Fallon is a great minister, and an enthusiastic supporter of shale gas as a route to boost the British economy. It seems fairly clear his remarks were hyperbolic – and as a backer of the new industry, Fallon was warning of the political challenges to come rather than making what the Mail on Sunday's Brasseye headline calls a "Doomsday alert".
His point, which is a thinly-veiled jibe at the expense of Charles Moore, a pro-fracker who lives in a rectory, is that the big hurdle for shale gas will be winning and keeping the support of those in areas where it is carried out. That's hardly a controversial point – in fact it's one I made two months ago and the Institute of Directors have been making for almost a year – but the use of imagery about shaking walls has been seized on to make it one.
It may not deserve to be a row, but a row it now is. This is the most frustrating result of Lord Howell's ill-advised comments the other day: they have given the press the excuse to be hypersensitive to any tongue in cheek remark or perceived slight.
With a watchful press and the usual professional protestors popping up at any and every opportunity, proponents of shale gas are in danger of completely losing their grip on the public debate.
Myths abound, such as the idea of poisoned water supplies, as do outrageous examples of scaremongering, such as the cries about earthquakes, which neglect to mention that the tremors in Lancashire were smaller in scale than dozens which occur in Britain already and go completely unnoticed.
It is worth reading the rebuttal piece by Cuadrilla's Francis Egan, also published in the Mail on Sunday today. Most notable is the figure for the area of land required for fracking enough shale gas to provide a third of the UK's gas demand each year. 100 wells will take up a grand total of two square kilometres. Two. Square. Kilometres.
In a future with shale gas, the fact is we would hardly notice the installations involved in its extraction. The way in which it would impinge on our awareness would be through its huge benefits to the United Kingdom.
Large numbers of new engineering jobs, and many more in the supply chain. Cheaper energy for households who have seen bills go through the roof in recent years. Raw materials and lower running costs to bring manufacturing back onshore. Less reliance on gas imported from Vladimir Putin and the House of Saud, and increased energy security.

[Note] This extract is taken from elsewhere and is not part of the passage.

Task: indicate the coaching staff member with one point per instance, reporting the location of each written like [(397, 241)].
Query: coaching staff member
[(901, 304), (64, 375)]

But that will only happen if government, the media and – most importantly – local residents are convinced of the positive reasons to do it. Otherwise, we face a future with even less energy security, even higher bills and a dwindling manufacturing base as our international comeptitors grow rich on a resource that we choose to leave dormant beneath our feet.
It would be disastrous if we miss out on this opportunity because of a barrage of lies and a failure to get a supportive campaign into gear.